We recently helped a client think through whether or not to invest in new technology to reduce the cost of doing business. Specifically, the client wanted to reduce production costs.
To help the client think this through, we completed a net present value (NPV) analysis. A net present value analysis assesses a project that requires a cash outlay up front to achieve lower costs going forward. Here’s how it works . . .
Negative cash flows happen now. So, say you're the client that that negative cash flow is about to happen to.
Specifically, you have to buy the new technology; the positive cash flow will happen in the future. For that reason, you reduce production costs. However, a year from now, a dollar will not be worth as much as a dollar today; there is a cost associated with having your cash tied up for a year.
The term for this is cost of capital. For example, you may have to borrow the money and pay interest, or you may have to forego other projects that would have had a positive return. Consider that your cost of capital is 15 percent. A dollar today will be the same as $1.15 a year from now.
To complete the analysis, we take all of the positive cash flows that we expect to happen in the future and discount them, to put them in today’s dollars, so that your (the client) company can compare the positive cash flows to the negative cash flows. In the example above, we divided cash flows that would happen a year from now by 1.15. Cash flows that would happen two years from now would be divided by 1.32 (1.152). Cash flows that would happen three years from now would be divided by 1.52 (1.153) -- you see the pattern.
Then, once all cash flows had been discounted to today’s dollars, we would add them together. If the sum was greater than zero, theoretically your project would have a positive NPV and should be pursued.
Unfortunately, good analysis alone rarely provides the answer to a business problem. Rather, it allows you, the businessperson, to identify the critical factors to which the decision is sensitive, so that you can focus your business judgment on the things that matter the most.
Our suggestion would be for you to perform a sensitivity analysis on the critical assumptions in the analysis. Might the answer change if each variable was a bit larger or a bit smaller? Assumptions you should test would include:
- Production volume -- There is an assumption about the volume the new technology will be required to produce that will be determined by your sales. How much lower would sales have to be to cause this to be a bad investment (i.e., cause the NPV to be negative)?
- Cost savings – The analysis assumes that your costs will be reduced, but suppose you don’t realize all of these savings? How much lower would annual savings have to be to cause the NPV to become negative?

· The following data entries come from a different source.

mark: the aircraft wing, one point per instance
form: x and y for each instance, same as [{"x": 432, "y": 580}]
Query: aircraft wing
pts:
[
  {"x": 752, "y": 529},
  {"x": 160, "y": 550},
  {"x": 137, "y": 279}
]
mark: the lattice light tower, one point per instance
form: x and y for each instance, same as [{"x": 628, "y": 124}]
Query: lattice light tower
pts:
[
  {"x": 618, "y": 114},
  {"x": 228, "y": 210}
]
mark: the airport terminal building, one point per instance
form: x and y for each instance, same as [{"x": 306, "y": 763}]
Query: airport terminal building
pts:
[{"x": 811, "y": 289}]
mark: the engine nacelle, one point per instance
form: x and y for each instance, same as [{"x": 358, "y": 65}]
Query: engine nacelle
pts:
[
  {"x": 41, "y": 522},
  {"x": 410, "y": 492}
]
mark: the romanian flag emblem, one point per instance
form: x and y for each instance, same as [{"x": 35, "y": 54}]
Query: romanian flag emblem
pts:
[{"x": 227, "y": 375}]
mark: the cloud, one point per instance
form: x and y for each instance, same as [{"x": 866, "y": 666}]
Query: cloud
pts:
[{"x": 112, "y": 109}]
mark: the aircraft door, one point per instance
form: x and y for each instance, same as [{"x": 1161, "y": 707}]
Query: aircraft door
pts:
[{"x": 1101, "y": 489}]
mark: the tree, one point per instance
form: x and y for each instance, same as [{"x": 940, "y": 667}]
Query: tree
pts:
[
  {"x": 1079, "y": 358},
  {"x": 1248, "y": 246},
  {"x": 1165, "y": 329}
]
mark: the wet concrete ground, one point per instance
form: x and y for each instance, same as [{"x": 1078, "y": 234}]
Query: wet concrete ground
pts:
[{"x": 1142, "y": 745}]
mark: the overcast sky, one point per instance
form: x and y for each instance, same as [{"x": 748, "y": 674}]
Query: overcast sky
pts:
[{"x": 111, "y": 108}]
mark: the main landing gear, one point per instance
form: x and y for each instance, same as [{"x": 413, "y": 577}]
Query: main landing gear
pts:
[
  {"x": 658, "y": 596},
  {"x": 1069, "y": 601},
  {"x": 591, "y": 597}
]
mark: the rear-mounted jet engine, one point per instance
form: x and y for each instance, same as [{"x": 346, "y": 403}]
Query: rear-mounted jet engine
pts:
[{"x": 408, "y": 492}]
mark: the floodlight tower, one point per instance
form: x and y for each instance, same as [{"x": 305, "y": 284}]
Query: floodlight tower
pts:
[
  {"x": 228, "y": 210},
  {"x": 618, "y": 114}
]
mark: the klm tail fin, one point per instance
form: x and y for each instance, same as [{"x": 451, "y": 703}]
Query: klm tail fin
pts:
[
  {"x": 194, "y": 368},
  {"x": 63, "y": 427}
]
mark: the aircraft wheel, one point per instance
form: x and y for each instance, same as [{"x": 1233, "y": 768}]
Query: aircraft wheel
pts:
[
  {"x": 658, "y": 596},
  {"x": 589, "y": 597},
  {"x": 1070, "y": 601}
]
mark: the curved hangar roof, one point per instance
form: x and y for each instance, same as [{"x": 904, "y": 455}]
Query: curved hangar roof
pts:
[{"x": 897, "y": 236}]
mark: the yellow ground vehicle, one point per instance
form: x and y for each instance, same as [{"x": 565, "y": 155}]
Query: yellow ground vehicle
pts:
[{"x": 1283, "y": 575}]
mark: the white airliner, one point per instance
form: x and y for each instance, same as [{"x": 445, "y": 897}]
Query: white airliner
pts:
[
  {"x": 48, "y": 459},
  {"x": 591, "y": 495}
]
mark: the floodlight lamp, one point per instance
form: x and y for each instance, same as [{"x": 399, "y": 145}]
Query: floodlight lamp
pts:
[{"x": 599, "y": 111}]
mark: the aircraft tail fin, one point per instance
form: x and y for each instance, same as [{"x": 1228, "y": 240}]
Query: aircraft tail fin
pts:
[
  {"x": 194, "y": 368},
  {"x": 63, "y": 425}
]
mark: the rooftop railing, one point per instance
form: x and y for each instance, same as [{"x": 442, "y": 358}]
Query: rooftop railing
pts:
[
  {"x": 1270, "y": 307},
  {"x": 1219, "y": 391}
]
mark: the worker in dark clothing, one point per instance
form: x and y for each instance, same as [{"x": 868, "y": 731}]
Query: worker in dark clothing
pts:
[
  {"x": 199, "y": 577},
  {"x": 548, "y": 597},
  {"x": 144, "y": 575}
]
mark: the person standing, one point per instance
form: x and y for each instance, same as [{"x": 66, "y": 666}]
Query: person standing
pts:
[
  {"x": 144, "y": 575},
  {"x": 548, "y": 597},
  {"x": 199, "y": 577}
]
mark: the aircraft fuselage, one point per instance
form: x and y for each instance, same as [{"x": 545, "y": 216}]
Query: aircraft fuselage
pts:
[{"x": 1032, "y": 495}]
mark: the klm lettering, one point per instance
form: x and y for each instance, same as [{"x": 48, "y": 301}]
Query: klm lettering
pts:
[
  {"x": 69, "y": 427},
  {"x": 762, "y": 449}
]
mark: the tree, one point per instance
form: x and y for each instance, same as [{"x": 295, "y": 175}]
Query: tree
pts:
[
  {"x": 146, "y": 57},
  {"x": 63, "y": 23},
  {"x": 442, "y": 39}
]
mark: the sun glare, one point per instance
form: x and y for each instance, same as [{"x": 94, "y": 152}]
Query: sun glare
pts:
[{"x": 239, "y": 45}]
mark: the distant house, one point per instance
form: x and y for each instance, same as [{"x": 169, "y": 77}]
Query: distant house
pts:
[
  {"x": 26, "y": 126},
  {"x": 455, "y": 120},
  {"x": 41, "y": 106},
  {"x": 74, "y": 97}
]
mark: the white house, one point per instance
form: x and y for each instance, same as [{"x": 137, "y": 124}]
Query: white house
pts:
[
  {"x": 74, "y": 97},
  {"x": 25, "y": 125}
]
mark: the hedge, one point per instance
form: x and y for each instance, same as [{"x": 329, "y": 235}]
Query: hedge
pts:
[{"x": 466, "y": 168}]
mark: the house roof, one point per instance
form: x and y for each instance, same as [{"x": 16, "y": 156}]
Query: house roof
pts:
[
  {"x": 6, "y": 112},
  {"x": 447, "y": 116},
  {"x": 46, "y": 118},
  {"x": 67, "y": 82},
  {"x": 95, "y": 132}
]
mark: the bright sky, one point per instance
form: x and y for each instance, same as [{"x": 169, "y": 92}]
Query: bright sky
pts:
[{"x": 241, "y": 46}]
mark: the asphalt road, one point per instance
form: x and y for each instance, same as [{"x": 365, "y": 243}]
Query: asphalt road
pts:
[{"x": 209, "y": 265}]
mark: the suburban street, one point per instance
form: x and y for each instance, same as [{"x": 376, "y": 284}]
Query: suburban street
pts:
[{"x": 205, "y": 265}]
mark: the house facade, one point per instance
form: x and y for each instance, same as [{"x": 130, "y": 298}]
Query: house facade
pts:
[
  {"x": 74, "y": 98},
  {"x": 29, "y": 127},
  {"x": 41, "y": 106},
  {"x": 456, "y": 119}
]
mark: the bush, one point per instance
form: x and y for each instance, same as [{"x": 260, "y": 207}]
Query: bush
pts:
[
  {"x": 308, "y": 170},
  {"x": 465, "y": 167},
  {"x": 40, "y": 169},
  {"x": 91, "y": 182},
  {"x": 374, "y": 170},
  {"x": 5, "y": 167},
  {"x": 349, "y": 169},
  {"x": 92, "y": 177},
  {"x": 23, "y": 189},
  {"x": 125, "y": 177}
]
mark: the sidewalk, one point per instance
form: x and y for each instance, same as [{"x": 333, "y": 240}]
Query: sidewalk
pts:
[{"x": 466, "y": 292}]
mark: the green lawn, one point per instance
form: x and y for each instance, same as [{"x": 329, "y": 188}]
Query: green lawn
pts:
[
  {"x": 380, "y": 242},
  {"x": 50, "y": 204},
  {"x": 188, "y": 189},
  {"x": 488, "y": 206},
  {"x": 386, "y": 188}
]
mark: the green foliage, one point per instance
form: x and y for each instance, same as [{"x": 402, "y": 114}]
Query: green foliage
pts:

- Price -- There will be an assumption about how much you will get for your product. What happens if the price changes? Is this likely?
- Time horizon -- The analysis will have an end date (perhaps 10 years from now). If new technology could come along in five years that will make your purchase obsolete, a 10-year time horizon is too long.
- Terminal value -- How much is the technology assumed to be worth at the end of the time horizon? Perhaps you could sell it, but it may be worth no more than scrap value. In fact, you may have to pay to have it removed.
- Discount rate -- Does the discount rate used in the analysis reflect your true cost of capital?
In the case we cite, we worked with the client to understand how sensitive the answers were to these variables. This helped the client apply business judgment to determine whether to proceed. If you plan to apply NPV analysis to a particular situation, play close attention to sales volume. In many analyses of this type, sales volume is the critical variable.
For example, the sensitivity analysis may show that if unit sales grow at 10 percent per year or more, the investment is a good one. If sales grow less than that, the new technology isn’t a good investment. You can then apply your judgment to determine how much you think sales will grow.
In some cases, there are strategic reasons that compel the investment regardless of the result of any analysis. For example, if the market price for the product you sell is likely to drop below your current production costs, you’ll be forced to invest in the new technology or get out of the business.
In the end, business, analysis can be powerful, but it rarely gives you the whole answer. Rather, what it can do is help you understand where to apply business judgment, to know exactly where you stand.